Industry 4.0: Overcoming ‘pilot purgatory’ key to manufacturing success – McKinsey

By Andrew Hobbs

Most manufacturers believe they are leading their markets in Industry 4.0 technologies – despite evidence to the contrary, according to a new report from McKinsey & Co.

The consultancy has identified a huge gap between the many companies that are exploring digital manufacturing strategies – via technologies such as automation, robotics, AI, and the Internet of Things – and those that are implementing them successfully.

This is despite widespread confidence among companies regarding their performance against that of their competitors.

The 2018 Manufacturing Global Expert Survey questioned 700 companies across seven countries (Brazil, China, France, Germany, India, Japan, and the USA), spanning a range of industry sectors, including automotive, chemicals, transport, and logistics.

It found that over two-thirds of participants overall see digitising the production value chain as a top priority. India leads China and Brazil in setting the Industry 4.0 agenda, according to McKinsey, while at 63 percent, the US was five points below the 68 percent average.

Implementing Industry 4.0

Companies are currently piloting an average of eight different Industry 4.0 solutions, according to the report. India leads with an average of 10.6, China is close behind on 10.2, and Brazil has 8.9. The US is in fourth place, with a pilot project average of 8.5.

Pilots fall mainly into the following categories:

Connectivity. Using digital performance management and augmented reality (AR) to move the right information to the right people in real time. These tactics help communicate interactive work instructions and standard operating procedures.

Intelligence. Advanced analytics and artificial intelligence (AI) foster better decision-making. Examples include predictive maintenance, digital quality management, and AI-driven demand forecasting.

Flexible Automation. New robotic technologies are safer and improve productivity. Driverless/guided vehicles and collaborative robots (cobots) that work alongside human beings are transforming the factory floor.

The confidence gap

However, while there is significant importance attached to Industry 4.0 programmes and pilots have been launched across a range of applications, less than one-third of respondents describe having moved critical use cases – such as digital performance management – into large-scale rollouts.

In all, only 30 percent of pilot projects ended up being rolled out company-wide. Industrial automation, software, and semiconductors were the sectors that fared best; healthcare, automotive components, and paper & packaging lagged behind.

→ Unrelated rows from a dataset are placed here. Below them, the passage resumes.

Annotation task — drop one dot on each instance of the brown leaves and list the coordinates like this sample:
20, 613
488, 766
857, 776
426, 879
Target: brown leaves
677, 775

At the same time, more than 90 percent of the companies surveyed believe that they are either at the forefront of digital manufacturing in their industry, or at least on par with the competition, despite most failing to roll out Industry 4.0 projects out at scale.

“Despite their focus and enthusiasm, companies are experiencing ‘pilot purgatory’,” explained Richard Kelly, a McKinsey partner. “They have significant activities underway, but they are not seeing meaningful bottom-line results.

The challenge is to roll out successful pilot projects to the entire organisation. That’s what makes transformation happen.

Pilot purgatory

The report identifies six ways to escape ‘pilot purgatory’:

  • Focus the opportunity on business value, rather than technology.
  • Approach digital programmes holistically and with a clear vision, and develop a phased road map.
  • Design an ideal, scalable technology stack.
  • Build and lead a dedicated ecosystem of technology partners.
  • Drive the transformation from the top and communicate results and success stories.
  • Get ahead of the capability gap and build a culture to sustain your plans.

In Germany, the US, Japan, and China, optimism about digital manufacturing has fallen after hitting an all-time high last year. But despite this, the number of pilot projects is on the up, says the report.

“It is quite possible that companies still believe in the potential of the various technologies of Industry 4.0,” explained Kelly, “but pilot purgatory has been demoralising.

“Many are less hopeful about their individual chances of reaping benefits at scale. But we’re seeing great success in the number pilot projects being launched, and the general attitude toward digital manufacturing is quite positive.”

Internet of Business says

With the 90/30 gap apparent – 90 percent belief in their own leadership, versus 30 percent demonstrable results – it’s clear that passing Go by advancing beyond the pilot phase is the big challenge for most manufacturers.

Indeed, the gap between pilot and enterprise-scale rollout is significantly larger than that between seeing the technologies’ importance and getting a pilot scheme up and running. This suggests that scaling is a much bigger hurdle than getting the ball rolling in the first place.

It may be that this represents the difference between strategic decisions and operational functions. In other words, setting a vision is easier than getting an entire organisation to change its processes.

The report’s findings and guidance reinforce our own advice on building a business case for IoT.